Been Gone Too Long is Chris Ruest’s first truly international project. The new album taps into the rich network of connections the guitarist-singer-songwriter developed during his many tours of Europe, where he has played frequently as a headliner, with the Cannonballs, and as part of a revue paying tribute to the late Gary Primich. Three years ago, Enviken Records’ owner Patrik Staffansson attended one of Ruest’s shows in the company of American country-rockabilly songstress Marti Brom and her Swedish touring band. Ruest remembers that Staffansson “asked me if I’d be interested in playing on a few Marti Brom tracks” at his studio. During that session, Staffansson saw potential in cutting a record with Ruest.

 Been Gone Too Long extends Ruest’s winning formula for making outstanding blues records: Guitar playing that ranges from savage to sophisticated, honest vocals, and a lockstep connection with the band that gives the set power, finesse, and a fine-tuned dynamic range. The essence of blues tradition past, present, and future, is in good hands with Chris Ruest.

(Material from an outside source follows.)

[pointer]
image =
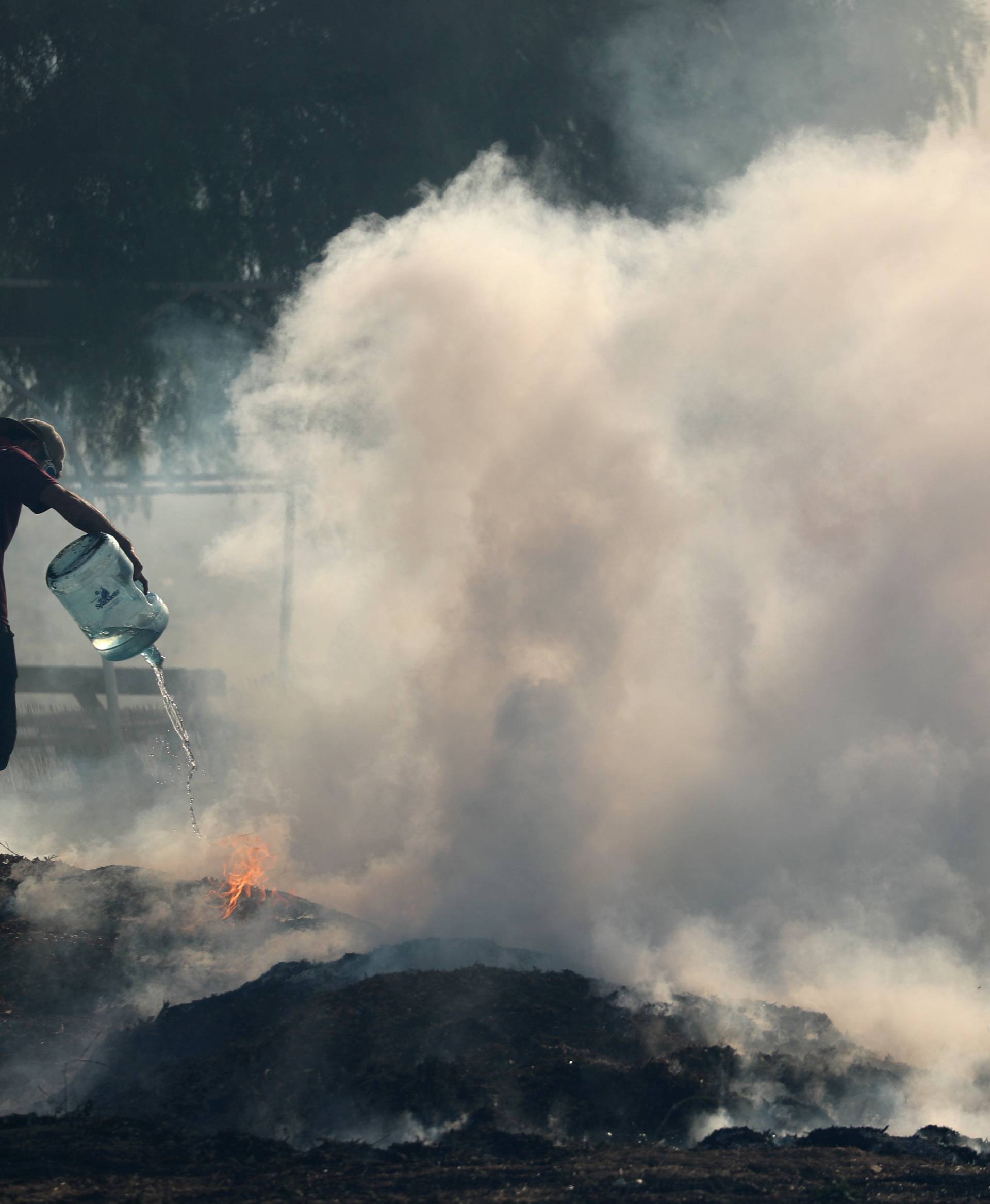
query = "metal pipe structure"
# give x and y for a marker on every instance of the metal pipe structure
(211, 484)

“My goal is to play everywhere and keep playin’.”

Like the rest of the program, these five cds let the band work out on touchstone tunes that still sound fresh, owing to their relative scarcity in the playlists of contemporary bands, and demonstrate Ruest’s control of the essential themes of real blues guitar. His playing, sometimes deliberate, frequently savage, is always intense, carrying the threat of violence that was imminent in the approach of Curran, or Pat Hare. Paired with his outstanding rhythm section, Ruest–one of the toughest players anywhere–is on fire.